The main idea behind the GMFT is to assume that the material behaves like a paramagnet at high enough temperatures well above the magnetic ordering temperature (\(T_N\) for ferrimagnets), in which case the magnetization may be expressed as:

$$\begin{aligned} M_i = N_ig\mu _B S_i B_S \left( \frac{g\mu _B H_i}{k_BT}S_i\right) \end{aligned}$$
(4)

where \(B_S\) are the Brillouin functions.

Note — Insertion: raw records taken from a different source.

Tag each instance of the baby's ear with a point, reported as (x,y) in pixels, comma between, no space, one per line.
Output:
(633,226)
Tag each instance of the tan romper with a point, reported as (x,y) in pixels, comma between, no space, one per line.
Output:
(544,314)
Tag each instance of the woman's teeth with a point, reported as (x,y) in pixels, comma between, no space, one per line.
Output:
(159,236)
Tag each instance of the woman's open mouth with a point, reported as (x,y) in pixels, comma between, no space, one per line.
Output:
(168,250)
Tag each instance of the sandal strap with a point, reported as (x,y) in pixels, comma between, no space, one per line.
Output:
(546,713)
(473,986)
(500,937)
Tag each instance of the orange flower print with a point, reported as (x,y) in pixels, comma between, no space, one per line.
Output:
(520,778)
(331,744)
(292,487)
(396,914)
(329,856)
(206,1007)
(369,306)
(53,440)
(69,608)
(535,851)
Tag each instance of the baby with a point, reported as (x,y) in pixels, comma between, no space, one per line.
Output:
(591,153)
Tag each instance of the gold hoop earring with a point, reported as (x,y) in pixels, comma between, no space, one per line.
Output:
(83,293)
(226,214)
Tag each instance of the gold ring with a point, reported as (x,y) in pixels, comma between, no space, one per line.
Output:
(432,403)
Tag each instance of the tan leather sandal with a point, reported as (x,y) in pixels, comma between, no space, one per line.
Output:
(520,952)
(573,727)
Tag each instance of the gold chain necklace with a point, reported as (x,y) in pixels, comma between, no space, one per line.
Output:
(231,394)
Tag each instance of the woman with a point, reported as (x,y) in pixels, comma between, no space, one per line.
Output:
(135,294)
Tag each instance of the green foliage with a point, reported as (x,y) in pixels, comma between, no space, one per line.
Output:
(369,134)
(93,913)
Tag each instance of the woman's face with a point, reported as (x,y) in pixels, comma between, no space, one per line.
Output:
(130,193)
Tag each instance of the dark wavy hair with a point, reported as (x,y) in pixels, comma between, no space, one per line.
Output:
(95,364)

For temperatures sufficiently high, these functions can be approximated by \(B_S(x) = \frac{S+1}{3S}x\), so one ends up with a system of linear equations:

$$\begin{aligned} M_i = N_ig\mu _B S_i\frac{S_i+1}{3S_i}\frac{g\mu _B H_i}{k_BT}S_i = \frac{C_i}{T}H_i = \frac{C_i}{T}(H_0+\sum _{j=1}^{n}\gamma _{ij}M_j) \end{aligned}$$
(5)

In order to calculate the critical temperature for the onset of paramagnetism, the external field is removed (\(H_0=0\)), and the non-trivial solutions to the above system of equations are obtained by setting the associated determinant to zero:

$$\begin{aligned} \begin{gathered} \begin{vmatrix} \frac{T}{C_1}&-\gamma _{12}&\ldots&-\gamma _{1n} \\ -\gamma _{12}&\frac{T}{C_2}&\ldots&-\gamma _{2n} \\&\ddots \\ -\gamma _{n1}&-\gamma _{n2}&\ldots&\frac{T}{C_n} \end{vmatrix} =0 \end{gathered} \end{aligned}$$
(6)

In the SFO case this leads to a \(7\times 7\) determinant that leads to 7 different critical temperatures, each of them associated with a transition to a specific spin arrangement. The one with the highest value corresponds to the Néel temperature, \(T_N\).